Wedge tombs, the most numerous megalithic tomb type in Ireland, are Neolithic to Early Bronze Age monuments typically consisting of a stone-built burial chamber that narrows towards the rear, often covered by a cairn or earthen mound. This one is ruined enough that its original dimensions cannot be fully recovered, but when Ruaidhrí de Valera and Seán Ó Nualláin surveyed it for their 1961 volume on Clare's megalithic tombs, they recorded a roughly circular grass-covered mound approximately 11.5 metres in diameter, rising to about 1.25 metres at its highest point near the western end of the chamber.

De Valera and Ó Nualláin described the chamber as oriented to the WNW, measuring around 2.5 metres in length and 1.7 metres wide at its open western end, narrowing to about a metre towards the rear. The roofstone had fallen and come to rest to the south-east, the southern sidestone was broken and displaced, and a later stone fence cutting across the northern end of the mound further complicated any attempt at precise measurement. A scattering of stones around the structure may represent outer walling, while four stones beyond the western front could be the remains of a kerb, a low ring of upright stones sometimes encircling such monuments, or alternatively the footing of an outer façade, a feature comparable to what was uncovered at a nearby wedge tomb excavated in Parknabinnia townland.

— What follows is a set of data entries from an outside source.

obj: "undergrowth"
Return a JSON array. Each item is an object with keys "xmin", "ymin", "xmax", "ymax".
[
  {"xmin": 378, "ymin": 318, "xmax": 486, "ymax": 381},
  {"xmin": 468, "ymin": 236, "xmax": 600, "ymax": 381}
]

The mound itself appears to abut rather than integrate with the tomb, suggesting it may be a later addition, and FitzPatrick (2008) proposed that the whole structure may have been reused as a boundary marker during medieval times.

The tomb does not stand in isolation. The surrounding field system, which spans multiple periods and townlands, is thought likely to include settlement traces contemporary with the tomb itself, similar to Bronze Age farming landscapes identified elsewhere on the Burren. The cashel of Cahermacnaghten, a stone-walled early medieval enclosure, lies roughly 340 metres to the north-west, and the land falling away to the east means that, even from this quiet and overgrown corner, the views range from north-west to south across the limestone country.